Mais l'histoire ne se déroule pas comme prévu : Gustave Eiffel échoue à l'oral du concours de Polytechnique. Loin d'être un drame, cet échec le redirige vers une autre voie d'excellence, qui s'avérera tout aussi déterminante pour la suite de sa carrière.
L'École Centrale des Arts et Manufactures : diplômé en 1855
Suite à son échec à l'oral de Polytechnique, Gustave Eiffel choisit d'entrer à l'École centrale des arts et manufactures de Paris (aujourd'hui CentraleSupélec), où il est admis en 1852. Il y suit trois années de scolarité, où il se révèle, selon les biographes, plutôt « bon vivant, énergique et indiscipliné ». Il choisit comme spécialité la chimie, dans la perspective de reprendre la direction de l'usine chimique de son oncle Jean-Baptiste Mollerat.
L'une des plus prestigieuses écoles d'ingénieurs françaises, fondée en 1829, aujourd'hui intégrée à CentraleSupélec.

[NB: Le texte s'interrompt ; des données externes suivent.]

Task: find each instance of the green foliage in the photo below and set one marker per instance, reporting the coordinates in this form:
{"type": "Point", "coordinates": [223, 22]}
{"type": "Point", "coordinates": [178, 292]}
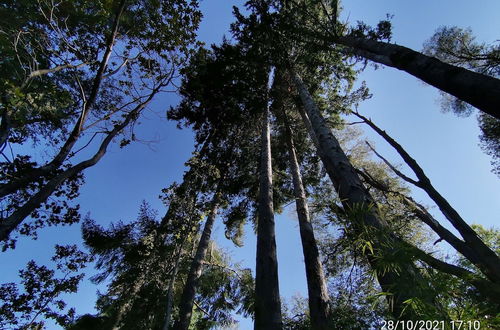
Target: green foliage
{"type": "Point", "coordinates": [459, 47]}
{"type": "Point", "coordinates": [71, 71]}
{"type": "Point", "coordinates": [42, 290]}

À la question « Gustave Eiffel école », la réponse est donc l'École Centrale des Arts et Manufactures, dont il sort diplômé en 1855, l'année même de la première Exposition universelle en France. Mais un différend familial entre son père bonapartiste convaincu et son oncle ardent républicain met brutalement fin au projet de reprendre l'usine chimique. Gustave Eiffel se réoriente alors vers la métallurgie, un domaine que sa mère connaît bien et dans lequel elle dispose de relations professionnelles précieuses.
C'est ainsi qu'en 1856, il commence sa carrière chez Charles Nepveu, ingénieur constructeur de matériel de chemin de fer. Il y reste fidèle même lorsque l'entreprise connaît des difficultés financières, allant jusqu'à travailler sans salaire. Cette loyauté paie : à seulement 26 ans, il prend la direction du chantier du pont de Bordeaux, l'un des plus grands ouvrages d'art de son époque. Une trajectoire qui le mènera, trente ans plus tard, à devenir l'un des plus grands entrepreneurs industriels de France et à donner son nom au monument le plus célèbre du monde.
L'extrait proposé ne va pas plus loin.